Last week I introduced my perspective and perception of the 21st Century Library Paradigm, which stated; The 21st Century Library will be defined by those librarians running the library to meet the needs of its local community, more than by the profession, or schools of library and information science, or by any association of librarians’ principles.
This paradigm obviously deserves more explanation, but I first want to address The Paradigm vs. The Model.
I stated a definition of a paradigm.
Kuhn argued that science is not a steady, cumulative acquisition of knowledge. Instead, science is “a series of peaceful interludes punctuated by intellectually violent revolutions” [Nicholas Wade, writing for Science], which he described as “the tradition-shattering complements to the tradition-bound activity of normal science.” After such revolutions, “one conceptual world view is replaced by another” [Wade]. [Emphasis added.]
Back in January this year I wrote about the 21st Century Library Model developed by professionals at the Utah State Library.
The USL Mission and Strategic Plan, … [addressed] these external influences on libraries, a 21st Century Library Model emerged as a pyramid with the professional development and retraining of the librarian as its base, upon which rests the full understanding and integration of technology using business processes that form the building blocks of a 21st Century Library, that support the absolute purpose for the existence of libraries – customer centered, relevant library services for 21st Century Library customers.
Is there a disconnect between the two ideas? Not in my mind.
The paradigm is “one conceptual world view” of the 21st Century Library. It is overarching and general by nature, and describes a library as viewed from a broad philosophical perspective.

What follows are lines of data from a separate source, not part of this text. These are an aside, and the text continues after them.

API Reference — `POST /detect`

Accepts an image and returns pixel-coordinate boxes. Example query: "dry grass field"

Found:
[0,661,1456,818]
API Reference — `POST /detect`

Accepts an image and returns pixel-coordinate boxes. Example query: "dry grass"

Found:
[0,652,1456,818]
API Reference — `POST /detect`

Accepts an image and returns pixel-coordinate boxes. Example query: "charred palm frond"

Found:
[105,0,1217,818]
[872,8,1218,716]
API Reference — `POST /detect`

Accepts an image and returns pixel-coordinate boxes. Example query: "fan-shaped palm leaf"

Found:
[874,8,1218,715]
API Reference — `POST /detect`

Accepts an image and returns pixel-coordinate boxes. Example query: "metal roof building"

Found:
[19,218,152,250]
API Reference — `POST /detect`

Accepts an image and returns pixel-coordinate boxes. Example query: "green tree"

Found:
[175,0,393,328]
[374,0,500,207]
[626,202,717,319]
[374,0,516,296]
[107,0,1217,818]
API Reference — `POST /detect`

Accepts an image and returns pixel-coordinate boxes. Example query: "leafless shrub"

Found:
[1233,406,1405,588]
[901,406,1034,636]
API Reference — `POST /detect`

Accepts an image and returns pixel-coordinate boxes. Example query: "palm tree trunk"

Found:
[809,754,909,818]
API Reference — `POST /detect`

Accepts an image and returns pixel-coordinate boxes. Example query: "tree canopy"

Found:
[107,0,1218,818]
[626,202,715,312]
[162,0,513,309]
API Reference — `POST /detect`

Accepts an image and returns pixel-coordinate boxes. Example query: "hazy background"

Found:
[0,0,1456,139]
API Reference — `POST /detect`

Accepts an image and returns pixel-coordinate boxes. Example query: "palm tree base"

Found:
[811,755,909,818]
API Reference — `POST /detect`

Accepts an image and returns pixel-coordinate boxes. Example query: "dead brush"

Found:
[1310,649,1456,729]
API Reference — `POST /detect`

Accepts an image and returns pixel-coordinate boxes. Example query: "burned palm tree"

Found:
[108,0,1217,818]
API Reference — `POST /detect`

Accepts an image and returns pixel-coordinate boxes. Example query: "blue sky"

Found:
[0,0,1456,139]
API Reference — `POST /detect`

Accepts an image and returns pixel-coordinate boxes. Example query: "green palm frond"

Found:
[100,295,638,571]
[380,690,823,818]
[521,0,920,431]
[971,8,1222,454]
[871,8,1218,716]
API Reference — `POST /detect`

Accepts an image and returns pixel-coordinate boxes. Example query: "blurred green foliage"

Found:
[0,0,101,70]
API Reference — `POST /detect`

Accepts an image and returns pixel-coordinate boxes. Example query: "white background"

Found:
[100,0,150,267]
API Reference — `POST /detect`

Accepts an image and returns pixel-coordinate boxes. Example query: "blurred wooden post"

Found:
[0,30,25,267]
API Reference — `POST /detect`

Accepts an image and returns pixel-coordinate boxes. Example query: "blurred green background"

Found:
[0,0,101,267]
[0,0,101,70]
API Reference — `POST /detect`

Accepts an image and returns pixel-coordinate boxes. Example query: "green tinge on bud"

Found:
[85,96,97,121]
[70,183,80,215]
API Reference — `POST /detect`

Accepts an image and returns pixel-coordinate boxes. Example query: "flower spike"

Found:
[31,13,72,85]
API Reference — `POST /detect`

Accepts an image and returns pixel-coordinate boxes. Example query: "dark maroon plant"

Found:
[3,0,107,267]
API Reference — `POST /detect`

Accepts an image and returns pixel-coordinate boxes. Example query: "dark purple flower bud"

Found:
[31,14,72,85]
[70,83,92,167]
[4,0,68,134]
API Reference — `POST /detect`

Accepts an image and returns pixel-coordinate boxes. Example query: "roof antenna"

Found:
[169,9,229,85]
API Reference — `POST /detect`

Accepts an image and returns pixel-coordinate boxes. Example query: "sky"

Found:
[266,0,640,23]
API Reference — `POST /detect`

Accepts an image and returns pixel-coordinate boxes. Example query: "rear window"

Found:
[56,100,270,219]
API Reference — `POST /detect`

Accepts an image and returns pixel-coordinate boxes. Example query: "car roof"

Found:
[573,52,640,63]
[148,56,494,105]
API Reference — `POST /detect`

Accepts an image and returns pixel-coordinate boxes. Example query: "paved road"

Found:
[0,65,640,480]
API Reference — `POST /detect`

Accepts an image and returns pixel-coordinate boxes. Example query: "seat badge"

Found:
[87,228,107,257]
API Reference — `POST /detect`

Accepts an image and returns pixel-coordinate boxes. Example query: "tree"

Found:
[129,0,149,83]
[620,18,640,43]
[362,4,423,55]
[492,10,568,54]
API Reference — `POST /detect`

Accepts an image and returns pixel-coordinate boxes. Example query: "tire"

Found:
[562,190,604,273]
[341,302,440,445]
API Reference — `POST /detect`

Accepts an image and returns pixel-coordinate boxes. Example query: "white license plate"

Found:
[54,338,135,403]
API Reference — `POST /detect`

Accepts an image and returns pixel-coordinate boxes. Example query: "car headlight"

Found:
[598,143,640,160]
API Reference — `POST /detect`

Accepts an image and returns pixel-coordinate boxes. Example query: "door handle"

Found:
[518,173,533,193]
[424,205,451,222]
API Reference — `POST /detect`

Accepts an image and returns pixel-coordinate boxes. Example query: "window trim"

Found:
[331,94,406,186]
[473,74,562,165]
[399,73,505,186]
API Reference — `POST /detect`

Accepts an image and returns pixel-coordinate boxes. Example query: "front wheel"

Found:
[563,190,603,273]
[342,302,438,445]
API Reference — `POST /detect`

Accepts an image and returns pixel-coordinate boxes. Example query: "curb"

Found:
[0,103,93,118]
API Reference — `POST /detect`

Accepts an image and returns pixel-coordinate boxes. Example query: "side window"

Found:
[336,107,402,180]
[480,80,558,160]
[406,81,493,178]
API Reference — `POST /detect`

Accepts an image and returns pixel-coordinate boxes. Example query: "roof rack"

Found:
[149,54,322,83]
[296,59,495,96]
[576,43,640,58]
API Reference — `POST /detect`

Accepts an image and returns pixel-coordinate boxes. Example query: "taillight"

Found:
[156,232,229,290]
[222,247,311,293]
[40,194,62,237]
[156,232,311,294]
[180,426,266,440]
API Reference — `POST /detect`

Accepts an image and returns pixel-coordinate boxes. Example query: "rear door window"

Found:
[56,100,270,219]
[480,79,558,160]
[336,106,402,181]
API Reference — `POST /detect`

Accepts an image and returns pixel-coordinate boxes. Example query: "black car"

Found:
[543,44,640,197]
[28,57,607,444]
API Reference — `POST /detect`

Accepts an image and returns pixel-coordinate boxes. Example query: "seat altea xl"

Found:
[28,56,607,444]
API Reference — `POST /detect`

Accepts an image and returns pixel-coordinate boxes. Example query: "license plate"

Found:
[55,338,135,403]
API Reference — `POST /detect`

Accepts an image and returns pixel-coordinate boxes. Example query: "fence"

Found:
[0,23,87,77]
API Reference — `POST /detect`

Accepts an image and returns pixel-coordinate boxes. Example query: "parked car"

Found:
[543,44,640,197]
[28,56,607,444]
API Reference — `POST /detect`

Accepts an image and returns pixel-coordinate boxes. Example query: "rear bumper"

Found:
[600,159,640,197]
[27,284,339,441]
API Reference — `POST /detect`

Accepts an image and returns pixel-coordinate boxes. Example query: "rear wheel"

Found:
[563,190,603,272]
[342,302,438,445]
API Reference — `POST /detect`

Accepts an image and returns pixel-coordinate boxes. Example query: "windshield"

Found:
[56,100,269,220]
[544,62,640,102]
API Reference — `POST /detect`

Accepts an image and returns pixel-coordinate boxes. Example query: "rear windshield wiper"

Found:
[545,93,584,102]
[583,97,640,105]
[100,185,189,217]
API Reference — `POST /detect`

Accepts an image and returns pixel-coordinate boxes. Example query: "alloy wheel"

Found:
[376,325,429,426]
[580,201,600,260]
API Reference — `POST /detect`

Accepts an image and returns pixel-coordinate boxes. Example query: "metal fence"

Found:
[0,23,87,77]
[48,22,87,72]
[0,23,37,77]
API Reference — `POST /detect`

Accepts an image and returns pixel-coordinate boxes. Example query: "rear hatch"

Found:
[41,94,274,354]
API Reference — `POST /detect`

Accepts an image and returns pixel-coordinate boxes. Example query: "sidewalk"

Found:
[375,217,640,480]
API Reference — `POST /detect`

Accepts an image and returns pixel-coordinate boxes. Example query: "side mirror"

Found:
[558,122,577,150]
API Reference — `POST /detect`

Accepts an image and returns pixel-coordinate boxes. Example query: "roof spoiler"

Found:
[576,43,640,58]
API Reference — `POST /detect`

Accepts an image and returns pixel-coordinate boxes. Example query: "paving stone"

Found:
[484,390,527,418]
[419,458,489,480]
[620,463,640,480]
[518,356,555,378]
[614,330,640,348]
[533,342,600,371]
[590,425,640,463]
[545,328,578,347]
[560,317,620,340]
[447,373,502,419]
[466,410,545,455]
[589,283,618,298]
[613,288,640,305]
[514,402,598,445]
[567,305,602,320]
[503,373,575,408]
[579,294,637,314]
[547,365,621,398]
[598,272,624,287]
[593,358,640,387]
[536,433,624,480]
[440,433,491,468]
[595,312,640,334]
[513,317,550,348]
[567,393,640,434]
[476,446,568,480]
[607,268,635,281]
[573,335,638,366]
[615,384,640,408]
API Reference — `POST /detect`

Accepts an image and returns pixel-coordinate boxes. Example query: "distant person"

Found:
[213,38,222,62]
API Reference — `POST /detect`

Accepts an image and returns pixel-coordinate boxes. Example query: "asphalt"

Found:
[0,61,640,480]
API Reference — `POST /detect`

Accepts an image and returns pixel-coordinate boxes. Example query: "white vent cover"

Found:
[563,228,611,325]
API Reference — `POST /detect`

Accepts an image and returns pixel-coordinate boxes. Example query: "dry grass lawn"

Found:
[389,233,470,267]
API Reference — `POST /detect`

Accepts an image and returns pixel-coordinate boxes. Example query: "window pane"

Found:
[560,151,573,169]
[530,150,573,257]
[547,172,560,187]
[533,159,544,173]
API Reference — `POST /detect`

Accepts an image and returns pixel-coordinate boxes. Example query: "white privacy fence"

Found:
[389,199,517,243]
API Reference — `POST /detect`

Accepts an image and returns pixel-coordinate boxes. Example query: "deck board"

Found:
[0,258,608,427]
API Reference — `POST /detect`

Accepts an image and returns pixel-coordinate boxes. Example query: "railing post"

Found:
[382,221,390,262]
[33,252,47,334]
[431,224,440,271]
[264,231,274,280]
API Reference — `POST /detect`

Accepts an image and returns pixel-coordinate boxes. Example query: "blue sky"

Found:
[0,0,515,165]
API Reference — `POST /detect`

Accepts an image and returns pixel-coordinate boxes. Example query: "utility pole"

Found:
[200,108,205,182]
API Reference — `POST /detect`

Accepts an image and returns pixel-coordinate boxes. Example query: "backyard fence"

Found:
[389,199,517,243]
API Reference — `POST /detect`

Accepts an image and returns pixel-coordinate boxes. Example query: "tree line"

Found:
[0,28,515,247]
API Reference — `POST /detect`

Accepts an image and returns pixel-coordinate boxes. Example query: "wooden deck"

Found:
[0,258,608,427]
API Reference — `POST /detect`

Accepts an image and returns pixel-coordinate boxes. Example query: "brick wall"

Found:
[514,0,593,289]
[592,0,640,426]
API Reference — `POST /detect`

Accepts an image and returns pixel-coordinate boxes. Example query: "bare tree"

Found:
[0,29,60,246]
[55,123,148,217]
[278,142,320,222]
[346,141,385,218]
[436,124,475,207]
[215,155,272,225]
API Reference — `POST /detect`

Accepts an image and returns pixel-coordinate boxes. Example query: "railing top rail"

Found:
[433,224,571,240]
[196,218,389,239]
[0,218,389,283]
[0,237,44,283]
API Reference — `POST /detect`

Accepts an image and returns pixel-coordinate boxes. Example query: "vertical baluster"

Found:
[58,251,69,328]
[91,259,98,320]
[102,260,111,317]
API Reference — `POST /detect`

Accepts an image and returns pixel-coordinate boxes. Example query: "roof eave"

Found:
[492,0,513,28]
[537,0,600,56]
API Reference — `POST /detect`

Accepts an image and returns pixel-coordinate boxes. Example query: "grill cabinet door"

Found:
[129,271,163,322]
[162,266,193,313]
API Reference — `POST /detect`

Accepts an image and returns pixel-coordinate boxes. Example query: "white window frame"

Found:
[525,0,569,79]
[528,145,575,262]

The model is a smaller version of the real thing that should contain:
• All of the basic elements of the real thing, only simpler. (A model of a car doesn’t need all the working parts, but should have all the essential components of body, windows, light fixtures, wheels, etc.)
• It certainly should look enough like the real thing to be recognizable. (A model of a house should not be easily confused with a barn, or office, or church.)
• It should be useful in creating the real thing. (A model house provides the basic design, proportions, layout and appearance of the real house it represents.)
The 21st Century Library Paradigm is the concept of a library, and the 21st Century Library Model is the blue print for a library.
But, doesn’t a blue print describe a specific house? Yes.
How can all 21st Century libraries be unique if there is a “model” for one? Because the blueprint contains the details for building a specific structure, which presumably has a foundation, walls, windows, roof, plumbing, etc., that makes it a house – as opposed to an office skyscraper, or a sports arena.
The basic elements of a blueprint are common, but the way in which the architect assembles the specific parts to make a unique house is what makes it a unique house. Many decades ago after WWII when the suburbs accompanied the baby boom, houses were all pretty much alike – they were called cookie cutter houses. That is also a good analogy for the 20th Century Library – cookie cutter libraries. The cookie cutter library did the job of the 20th Century paradigm of the library – provide books.
The 21st Century Library is no longer all about books. It has to be so much more to fulfill the vastly different information needs of its citizenry and their advanced technology and information literacy capabilities.
The 21st Century Library Paradigm is the concept of a library, and the 21st Century Library Model is the blue print for a library. The concept of the library defines what the blueprint of the library will create. You are the architect of your 21st Century Library.